The Wall Street Journal is reporting that the violations occurred in 2019 and 2020. The first was about solar roof production volumes and the second the company’s stock price.
Along with a $20 million fine, Musk was required to step down as Chairman of Tesla for three year after a fraud charge stemming from a 2018 marijuana-themed tweet about taking the company private with Saudi funding.
In correspondence the Journal obtained through Freedom of Information Act, the SEC accused Musk of “repeated violations” of the oversight agreement, and said that “Tesla has abdicated the duties required of it by the court’s order.”

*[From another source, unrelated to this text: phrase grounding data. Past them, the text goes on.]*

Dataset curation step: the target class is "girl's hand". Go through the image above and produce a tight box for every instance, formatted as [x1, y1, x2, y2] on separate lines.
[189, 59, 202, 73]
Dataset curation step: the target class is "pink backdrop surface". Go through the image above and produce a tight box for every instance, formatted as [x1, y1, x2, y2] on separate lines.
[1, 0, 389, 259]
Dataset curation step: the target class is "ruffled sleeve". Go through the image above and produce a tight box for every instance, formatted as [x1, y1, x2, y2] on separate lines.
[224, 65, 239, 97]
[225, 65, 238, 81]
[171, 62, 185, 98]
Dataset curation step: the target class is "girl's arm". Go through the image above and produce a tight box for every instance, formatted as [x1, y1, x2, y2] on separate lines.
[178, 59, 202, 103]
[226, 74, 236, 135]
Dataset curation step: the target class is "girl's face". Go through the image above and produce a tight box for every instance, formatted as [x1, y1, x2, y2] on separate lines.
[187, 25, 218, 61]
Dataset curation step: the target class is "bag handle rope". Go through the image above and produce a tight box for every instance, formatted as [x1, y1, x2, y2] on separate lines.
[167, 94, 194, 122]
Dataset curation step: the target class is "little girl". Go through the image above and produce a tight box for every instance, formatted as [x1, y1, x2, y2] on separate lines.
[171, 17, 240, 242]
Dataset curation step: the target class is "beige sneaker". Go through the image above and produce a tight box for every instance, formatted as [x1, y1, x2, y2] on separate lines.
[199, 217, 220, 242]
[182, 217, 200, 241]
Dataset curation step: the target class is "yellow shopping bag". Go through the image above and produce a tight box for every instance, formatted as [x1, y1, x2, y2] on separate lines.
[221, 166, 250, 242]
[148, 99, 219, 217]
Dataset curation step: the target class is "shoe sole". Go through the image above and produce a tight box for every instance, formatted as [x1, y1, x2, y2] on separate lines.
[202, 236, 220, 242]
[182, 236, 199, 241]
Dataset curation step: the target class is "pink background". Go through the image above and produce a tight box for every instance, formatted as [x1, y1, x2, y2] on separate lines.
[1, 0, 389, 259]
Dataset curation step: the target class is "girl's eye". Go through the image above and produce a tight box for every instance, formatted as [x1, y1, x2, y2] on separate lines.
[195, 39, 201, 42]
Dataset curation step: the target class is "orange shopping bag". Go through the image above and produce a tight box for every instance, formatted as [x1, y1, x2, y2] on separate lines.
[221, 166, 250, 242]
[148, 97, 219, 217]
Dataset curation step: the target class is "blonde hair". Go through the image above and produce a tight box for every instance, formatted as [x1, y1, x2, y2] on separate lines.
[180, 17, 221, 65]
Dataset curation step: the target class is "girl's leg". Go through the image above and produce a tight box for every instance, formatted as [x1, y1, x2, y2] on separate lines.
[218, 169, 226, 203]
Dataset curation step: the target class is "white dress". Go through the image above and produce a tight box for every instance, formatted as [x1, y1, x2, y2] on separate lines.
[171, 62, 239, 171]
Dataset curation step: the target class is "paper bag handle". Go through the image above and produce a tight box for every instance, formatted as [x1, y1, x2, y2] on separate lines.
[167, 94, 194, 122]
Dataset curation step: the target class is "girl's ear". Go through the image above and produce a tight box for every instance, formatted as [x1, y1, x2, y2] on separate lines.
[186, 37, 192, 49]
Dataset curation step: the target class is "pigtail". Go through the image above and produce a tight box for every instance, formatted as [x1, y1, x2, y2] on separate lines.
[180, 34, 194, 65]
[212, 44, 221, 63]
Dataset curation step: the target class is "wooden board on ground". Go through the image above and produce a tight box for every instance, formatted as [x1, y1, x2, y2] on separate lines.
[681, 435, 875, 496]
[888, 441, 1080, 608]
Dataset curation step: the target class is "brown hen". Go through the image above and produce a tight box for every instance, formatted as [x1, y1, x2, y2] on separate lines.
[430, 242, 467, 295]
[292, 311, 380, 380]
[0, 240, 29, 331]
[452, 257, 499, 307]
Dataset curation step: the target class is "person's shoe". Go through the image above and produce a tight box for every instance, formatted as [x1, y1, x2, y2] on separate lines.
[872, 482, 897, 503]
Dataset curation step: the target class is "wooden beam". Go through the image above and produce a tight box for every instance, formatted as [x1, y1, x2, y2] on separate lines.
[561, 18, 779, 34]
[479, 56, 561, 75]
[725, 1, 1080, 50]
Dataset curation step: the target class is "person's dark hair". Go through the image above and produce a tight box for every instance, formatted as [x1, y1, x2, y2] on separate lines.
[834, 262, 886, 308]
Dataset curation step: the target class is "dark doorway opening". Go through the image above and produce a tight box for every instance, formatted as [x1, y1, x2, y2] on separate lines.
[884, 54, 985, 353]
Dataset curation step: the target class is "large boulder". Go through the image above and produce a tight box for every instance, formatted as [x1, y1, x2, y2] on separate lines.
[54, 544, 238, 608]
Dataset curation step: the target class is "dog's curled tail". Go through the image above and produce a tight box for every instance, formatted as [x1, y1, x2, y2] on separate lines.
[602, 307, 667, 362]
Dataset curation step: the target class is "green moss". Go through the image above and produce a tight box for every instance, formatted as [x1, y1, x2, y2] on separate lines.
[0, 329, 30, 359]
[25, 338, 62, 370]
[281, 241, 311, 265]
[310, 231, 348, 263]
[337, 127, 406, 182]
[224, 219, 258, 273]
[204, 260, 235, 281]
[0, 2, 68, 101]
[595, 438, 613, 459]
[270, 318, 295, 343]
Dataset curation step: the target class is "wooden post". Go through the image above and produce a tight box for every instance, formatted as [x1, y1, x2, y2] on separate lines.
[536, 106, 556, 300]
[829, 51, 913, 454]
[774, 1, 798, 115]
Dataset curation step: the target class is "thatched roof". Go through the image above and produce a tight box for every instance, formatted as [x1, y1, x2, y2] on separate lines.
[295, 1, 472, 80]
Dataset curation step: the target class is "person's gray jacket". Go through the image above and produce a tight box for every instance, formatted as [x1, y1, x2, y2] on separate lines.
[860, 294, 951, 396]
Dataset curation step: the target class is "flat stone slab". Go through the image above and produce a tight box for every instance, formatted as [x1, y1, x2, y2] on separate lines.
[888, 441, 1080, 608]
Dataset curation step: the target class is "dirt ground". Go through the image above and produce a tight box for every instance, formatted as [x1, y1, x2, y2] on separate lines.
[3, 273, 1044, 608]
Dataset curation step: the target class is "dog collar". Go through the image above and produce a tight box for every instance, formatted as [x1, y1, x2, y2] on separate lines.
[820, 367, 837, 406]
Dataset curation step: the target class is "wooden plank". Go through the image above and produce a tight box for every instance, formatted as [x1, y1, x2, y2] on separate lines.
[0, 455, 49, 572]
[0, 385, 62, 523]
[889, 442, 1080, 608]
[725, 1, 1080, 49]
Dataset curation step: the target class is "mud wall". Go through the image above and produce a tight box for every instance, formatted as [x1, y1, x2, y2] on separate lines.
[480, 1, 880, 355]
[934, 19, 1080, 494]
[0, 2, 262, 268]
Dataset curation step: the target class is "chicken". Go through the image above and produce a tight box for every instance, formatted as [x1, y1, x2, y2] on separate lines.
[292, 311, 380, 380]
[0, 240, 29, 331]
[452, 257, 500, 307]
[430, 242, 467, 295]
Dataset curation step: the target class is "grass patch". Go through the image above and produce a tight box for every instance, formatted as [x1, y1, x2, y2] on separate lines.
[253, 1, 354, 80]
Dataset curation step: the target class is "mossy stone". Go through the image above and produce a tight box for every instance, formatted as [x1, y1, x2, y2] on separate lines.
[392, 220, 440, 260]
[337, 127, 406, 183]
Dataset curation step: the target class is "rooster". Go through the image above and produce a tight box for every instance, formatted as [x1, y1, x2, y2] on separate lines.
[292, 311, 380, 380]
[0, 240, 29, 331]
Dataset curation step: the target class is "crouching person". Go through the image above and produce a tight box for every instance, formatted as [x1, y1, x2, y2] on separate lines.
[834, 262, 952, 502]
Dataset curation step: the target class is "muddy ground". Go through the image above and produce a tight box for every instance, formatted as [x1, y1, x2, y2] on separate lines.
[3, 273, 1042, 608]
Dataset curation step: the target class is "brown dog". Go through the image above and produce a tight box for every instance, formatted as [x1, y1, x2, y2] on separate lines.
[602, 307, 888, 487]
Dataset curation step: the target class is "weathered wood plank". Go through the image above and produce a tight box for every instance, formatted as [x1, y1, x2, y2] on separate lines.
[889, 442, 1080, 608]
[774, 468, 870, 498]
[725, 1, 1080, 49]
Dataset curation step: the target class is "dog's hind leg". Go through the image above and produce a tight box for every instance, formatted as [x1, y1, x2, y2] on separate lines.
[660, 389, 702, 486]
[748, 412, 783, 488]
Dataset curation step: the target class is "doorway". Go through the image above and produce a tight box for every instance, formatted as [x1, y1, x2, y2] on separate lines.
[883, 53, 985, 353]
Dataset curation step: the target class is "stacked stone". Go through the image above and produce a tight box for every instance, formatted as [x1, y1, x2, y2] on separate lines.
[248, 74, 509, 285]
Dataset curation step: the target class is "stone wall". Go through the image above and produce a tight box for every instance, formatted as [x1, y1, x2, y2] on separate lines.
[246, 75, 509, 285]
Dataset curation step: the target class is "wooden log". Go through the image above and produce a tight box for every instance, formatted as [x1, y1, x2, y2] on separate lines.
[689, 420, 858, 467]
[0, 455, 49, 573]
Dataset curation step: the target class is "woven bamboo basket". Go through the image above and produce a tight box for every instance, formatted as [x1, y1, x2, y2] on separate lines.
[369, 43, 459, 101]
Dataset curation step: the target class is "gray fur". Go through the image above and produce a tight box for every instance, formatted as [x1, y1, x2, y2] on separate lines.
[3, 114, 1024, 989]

The company disagreed, saying the tweets in question did not fall under the terms of the agreement, and accused the agency of harassment.
He Let the Doges Out
Long followed obsessively in the cryptocurrency industry, Musk was widely praised after Tesla bought $1.5 billion in Bitcoin and announced that the company would start accepting the cryptocurrency in payment for its cars.
Right up until May 16, when he was widely reviled for reversing the crypto-for-cars policy due to bitcoin’s awful environmental impact, followed by suggesting that Tesla was going to sell its holdings — a move that caused BTC to plummet and is widely blamed for worsening if not causing the current bear market.
Then there’s Dogecoin.
Currently the fifth-largest cryptocurrency by market capitalization, the Shiba Inu meme-themed cryptocurrency that was started as a joke in 2013 but has turned into something (allegedly) serious after Musk discovered it and started tweeting out memes including calling himself the “Dogefather” and buying his son DOGE to make him a “toddler hodler.”